On final consideration, Antwerp is best viewed as an appurtenance to Bolaño’s legacy — a rickety outbuilding found on a sprawling literary estate, far from the main mansion; an inessential stop for all but the most devoted visitors.
Stray sentences from the notes I recorded as I read the book:
Sophie Podolski is mentioned on pages 4 and 10. Bolaño must have seen her as a true contemporary: both were poets, born in 1953. He recounts news of her suicide (on page 4) and her unfulfilled promise (she “wrote like a star” and “would’ve been twenty-seven now, like me” (p. 10)). She appears in “The Savage Detectives”.
As for Colan Yar, a mysterious figure mentioned throughout, I remain in the dark.
There is recurring mention of voices or, even more frequently, applause, coming from “a dark corner” or off-stage. In a variation, this device becomes the “wizened youth” who oppresses the priest in By Night in Chile.
Illness will be a major motif of any Bolaño biography, I predict.
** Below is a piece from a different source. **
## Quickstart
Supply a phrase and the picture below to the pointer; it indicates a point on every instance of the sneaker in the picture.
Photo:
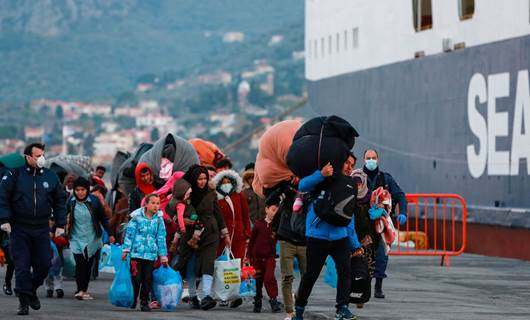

Not just the liver failure that took his life at age 50, but earlier illnesses, episodes of “blankets pulled up to my ears, motionless in bed, sweating and repeating meaningless words to myself” (p. 7).
Sometimes he is redeemed by love: “Doubly afraid of himself because he couldn’t help falling in love once a year at least” (p. 66). Or not: “One day the person you love will say she doesn’t love you and you won’t understand. It happened to me. I would’ve liked her to tell me how to endure her absence. She didn’t say anything.” (p. 47).
Bolaño’s love 0f film is ever-present, from the makeshift movie screen erected in the woods for villagers’ delight (p. 21 and elsewhere), to some of the vignettes (chapters 18, 25, 40) that take the form of film scenarios, to a final bit of advice: “Don’t stop going to the movies” (p. 53).
In Chapter 49 Bolaño tests out the possibility of a narrative that interleaves a barroom pick-up with a news item about a traffic accident involving an overturned truck carrying pigs. (Hah!)
Chapter 50 is an apparent autobiographical snippet observing how additionally seductive it is when two persons seeking connection don’t understand each other’s language.
This is a book about writing; among the observations is this one: “What poems lack is characters who lie in wait for the reader” (p. 71). By 1980, Bolaño was transitioning from poet to prose writer to novelist. He was in state of transitioning not only as a writer but as a person; or in his case did this amount to the same thing? There is an air of post-adolescent expectancy in the book, a feeling that “something’s coming,” that the surviving narrator is on the cusp of a new life.
Embossed on the back cover of the jacket-less book is this author statement: “The only novel that doesn’t embarrass me is Antwerp.” I think this is a riddle whose decipherment requires, first, rejection of the premise that “Antwerp” is a novel at all. The statement is a smokescreen, a subterfuge, a lie that shields the truth of his feared descent into sentimentality, of his condition post-Antwerp.
Ultimately the reader is left confused. Is this a novel driven by a postmodern, meta-fictional agenda? Is it the developmental record of a potentially fully-formed novel? Is it a denatured autobiography?